Bedroom at Harvington - a hide is directly above this room
Across the UK there are said to be around a hundred old houses which still have a Priest hole. Harvington Hall is famous for it’s seven hides – more than any surviving house. Several of these hides can be seen by visitors to the Hall today. Visitors who don’t suffer from claustrophobia (and who are also fairly thin!) are allowed to enter one of the hides when accompanied by a guide.
You can see the entrance to the staircase hide in this post (well sort of, you have to come to the Hall to really see where it is!). This time I thought it would be good to let you see inside the biggest hide at the Hall, but I can’t show you the entrance – again, come to the Hall and someone will be happy to show you this.

Grafitti in the Attic - 114 years & 3 days old!
A hide in the ceiling space.
In an earlier post I used this picture (very top of this post) of a bedroom at Harvington Hall. What I didn’t mention at the time was that anyone standing in this room would be very close to a hiding place – so close that they could be overheard by anyone in the hide. The room has an unusually high ceiling, and it may be that it’s height is intended to disguise the fact that just above is the largest hide in the house.

A disorientating jumble of beams
The attic, a disorientating place to be.
Entered through a secret passage in one of the bedrooms, the rooftop hide is by far the biggest hide at the Hall. As soon as you enter the attic space you are confronted by a jumble of beams – it is quite easy to become disorientated as to your whereabouts in relation to the Hall below. Of course, this confusion served the purpose of the hide builder perfectly.

The end of the roof space?
The rooftop hide (in common with several other such hides at Harvington) is assumed to be the work of Nicholas Owen, the master builder of such places. At one point there is a false hide, intended to confuse searchers and recognised as a trademark of Owen’s. At the end of the building one comes to a wall, at about chest height there is an entrance to a large space beyond. At one time this entrance had hinges and a bolt, any searcher coming across this may well have assumed that they had reached the end of the building.
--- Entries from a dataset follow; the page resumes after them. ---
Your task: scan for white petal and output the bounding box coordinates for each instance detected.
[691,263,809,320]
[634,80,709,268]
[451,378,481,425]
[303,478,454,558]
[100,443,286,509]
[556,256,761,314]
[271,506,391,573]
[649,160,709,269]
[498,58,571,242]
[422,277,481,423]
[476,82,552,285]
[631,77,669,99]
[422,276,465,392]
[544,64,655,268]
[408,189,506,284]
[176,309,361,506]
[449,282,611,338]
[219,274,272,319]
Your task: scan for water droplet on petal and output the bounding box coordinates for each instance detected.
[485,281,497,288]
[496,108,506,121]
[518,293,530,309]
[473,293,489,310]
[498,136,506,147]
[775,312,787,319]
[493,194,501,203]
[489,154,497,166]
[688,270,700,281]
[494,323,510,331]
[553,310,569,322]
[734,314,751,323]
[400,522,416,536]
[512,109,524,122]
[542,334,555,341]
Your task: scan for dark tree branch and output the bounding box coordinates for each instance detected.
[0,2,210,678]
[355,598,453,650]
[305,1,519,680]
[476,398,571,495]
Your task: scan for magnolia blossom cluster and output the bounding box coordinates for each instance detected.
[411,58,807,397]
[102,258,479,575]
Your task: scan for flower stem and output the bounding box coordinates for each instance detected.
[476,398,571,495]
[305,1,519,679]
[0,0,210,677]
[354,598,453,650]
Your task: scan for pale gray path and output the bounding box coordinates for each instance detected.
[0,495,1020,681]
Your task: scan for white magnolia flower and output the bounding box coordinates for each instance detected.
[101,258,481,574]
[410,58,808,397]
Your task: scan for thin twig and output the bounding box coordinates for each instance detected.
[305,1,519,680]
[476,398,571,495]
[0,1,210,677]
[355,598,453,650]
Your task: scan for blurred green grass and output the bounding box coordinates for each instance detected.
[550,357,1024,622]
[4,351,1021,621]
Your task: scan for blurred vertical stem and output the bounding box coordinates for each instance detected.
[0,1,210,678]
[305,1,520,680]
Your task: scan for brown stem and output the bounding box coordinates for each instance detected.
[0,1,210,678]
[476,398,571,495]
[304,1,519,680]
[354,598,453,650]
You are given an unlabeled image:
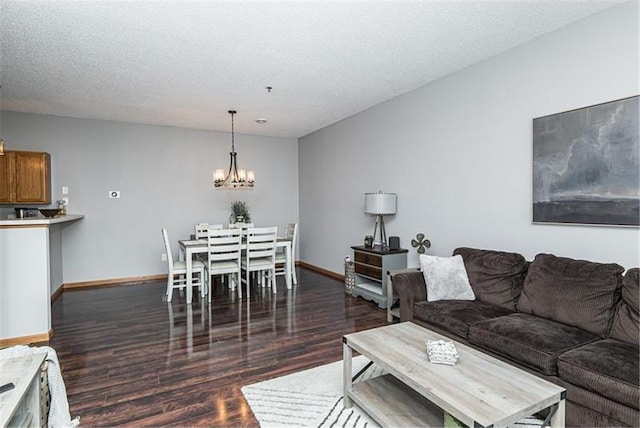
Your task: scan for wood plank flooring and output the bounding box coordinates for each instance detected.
[50,268,388,426]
In John Gerards autobiography he describes a similar hide in a house in London which was ‘built in a secret gable in the roof’ and that he had occasion to use during a search in July 1599.

Searchers gone & the hide opens to reveal a large space beyond
A search at Harvington?
There is no record of Harvington ever having been searched – which is perhaps a little strange because the owner of the Hall, Humphrey Packington was known to the authorities as someone sympathetic to the outlawed catholic cause. Like a lot of the stories about Harvington Hall, the truth is only partly known and to a great extent the Hall keeps it’s secrets to itself – I feel quite sure that the original builders would be quite satisfied with this.
The Colditz connection.
One story about this hide is that the Hall was visited a few years back by people who had been held as prisoners of war at Colditz castle. There is a famous story that they built a glider in the attic of the castle, planning to use this in an escape attempt ( click here for more about this story). Apparently, these visitors were shocked to learn of the similarities between their hide and the one at Harvington. Many of the techniques developed to disguise the entrance to the Colditz hide had been thought up over 300 years earlier by whoever built the hide at Harvington.

Priests bedroom - imagine the ceiling has vanished & this is what you might see?
(PS Important note – the panel shown on the picture above, entitled ‘the end of the roof space’ does not exist. I made this in Photoshop as a representation of how this may have looked.)